Also, I think the story involuntarily reinforces a misogynistic stereotype that I find particularly obnoxious in literature as well as in real life: that women don’t really like each other. If left to themselves, they will probably develop competitive or conflictual relationships. I think that this is a self-fulfilling prophecy, and I really wish for it to disappear from the stories I read. Especially when written by women. Another thing that perplexed me, is that sexual assault is used as a psychological trigger, for both the female victim and her partner. To be fair, the episode is organic to the story, and not just a pretext. But, even so, it’s the kind of literary trope that I don’t particularly enjoy.

The blurb of the book made me imagine something rather different. More radical. More political. More about women. It’s not the author’s fault I felt a bit disappointed reading it. Probably, if I had understood better the nature of the story, I wouldn’t have picked it at all, as this is not really to my literary taste. I’m sure other readers can enjoy it to a fuller extent, as it is, undoubtedly, a well crafted novel. The natural and the supernatural blend quite nicely and the plot is gripping enough that it is not easy to put the book down.

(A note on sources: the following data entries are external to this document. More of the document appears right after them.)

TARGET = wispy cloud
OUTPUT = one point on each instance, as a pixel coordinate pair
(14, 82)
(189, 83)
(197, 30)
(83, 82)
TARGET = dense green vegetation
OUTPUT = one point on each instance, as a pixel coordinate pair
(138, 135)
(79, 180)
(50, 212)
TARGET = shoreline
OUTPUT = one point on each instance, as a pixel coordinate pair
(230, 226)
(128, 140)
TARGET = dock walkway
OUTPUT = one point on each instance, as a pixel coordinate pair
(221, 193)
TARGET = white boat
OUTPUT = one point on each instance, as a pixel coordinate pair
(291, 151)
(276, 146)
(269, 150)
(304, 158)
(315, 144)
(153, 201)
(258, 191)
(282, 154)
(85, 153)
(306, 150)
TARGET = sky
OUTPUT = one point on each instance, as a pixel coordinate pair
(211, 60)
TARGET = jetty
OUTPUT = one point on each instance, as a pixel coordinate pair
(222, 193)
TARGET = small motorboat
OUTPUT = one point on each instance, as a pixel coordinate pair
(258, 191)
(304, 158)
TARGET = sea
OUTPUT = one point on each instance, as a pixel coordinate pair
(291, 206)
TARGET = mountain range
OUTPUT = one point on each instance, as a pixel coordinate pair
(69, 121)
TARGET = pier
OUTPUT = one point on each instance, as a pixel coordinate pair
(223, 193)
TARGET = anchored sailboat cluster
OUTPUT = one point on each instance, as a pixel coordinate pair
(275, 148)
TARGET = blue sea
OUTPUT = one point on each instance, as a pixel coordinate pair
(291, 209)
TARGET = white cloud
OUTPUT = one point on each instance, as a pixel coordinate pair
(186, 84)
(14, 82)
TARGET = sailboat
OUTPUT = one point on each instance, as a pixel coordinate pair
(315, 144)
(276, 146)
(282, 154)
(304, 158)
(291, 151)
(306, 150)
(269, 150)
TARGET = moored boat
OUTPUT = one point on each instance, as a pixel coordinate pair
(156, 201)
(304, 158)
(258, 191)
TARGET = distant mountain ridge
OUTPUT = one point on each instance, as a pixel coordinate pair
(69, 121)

The story is quite unforgiving towards the banalisation of feminism, depicted as a commercial product, a brand like many others, mostly for the use of bored middle-class western women that see yoga and scrapbooking as the right way to empowerment. The critique is certainly spot on, the situations and characters described are painfully believable. However, the story doesn’t really offer any better alternative, or suggest a different approach to fight gender inequality.

The real focus of the narrative is probably to be found elsewhere. It seems that the author wants to talk mostly about the power of stories, and how they shape our lives and our perception of the world. She pushes this view to the point of offering a key to explain patriarchy that is almost based on narrative archetypes. This “meta” approach is maybe too sophisticated for me, both on the sociopolitical level and the literary one. So, in the end, I had the feeling that, critique aside and even irony aside, what I was reading was, basically, a book all about men. And, honestly, I decided a while ago that I had had enough of that.